Cognition Dissemination: Why Didn’t Atlus Develop Their Own Demon’s Souls Replacement?

The success of From Software’s Demon’s Souls caught everyone off guard when it released for PlayStation 3 in 2009. From Software’s games have never been that popular worldwide, and they and their then-small fanbase likely expected a modest success. But it was Sony who had the least amount of faith in it, as despite them publishing it in Japan, the western arms passed it to other publishers. The game was one of the biggest sleeper hits of the last console generation, which led to Sony execs admitting how big of a mistake they made in skipping it.

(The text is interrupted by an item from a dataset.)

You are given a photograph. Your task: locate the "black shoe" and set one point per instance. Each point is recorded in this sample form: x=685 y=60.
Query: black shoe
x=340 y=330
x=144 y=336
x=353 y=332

From continued the Souls series in a multiplatform fashion with the Dark Souls series.

It’s worth noting how big of a success this was for North American publisher Atlus USA. At the time, they knew it would be popular thanks to the buzz it generated online. But they weren’t expecting high sales after several imported the Asian version, which contained English options — though with typos and grammatical errors. They only expected it to sell 75,000 copies in America, but were delightfully surprised when it sold twice that in the first month. It sold 280,000 by the end of the fiscal year in 2010, and 500,000 after its first year. It was one of the most successful games in Atlus USA history, and outsold most of their own games. It’s possible Persona 5 has matched it, a game that only released this year.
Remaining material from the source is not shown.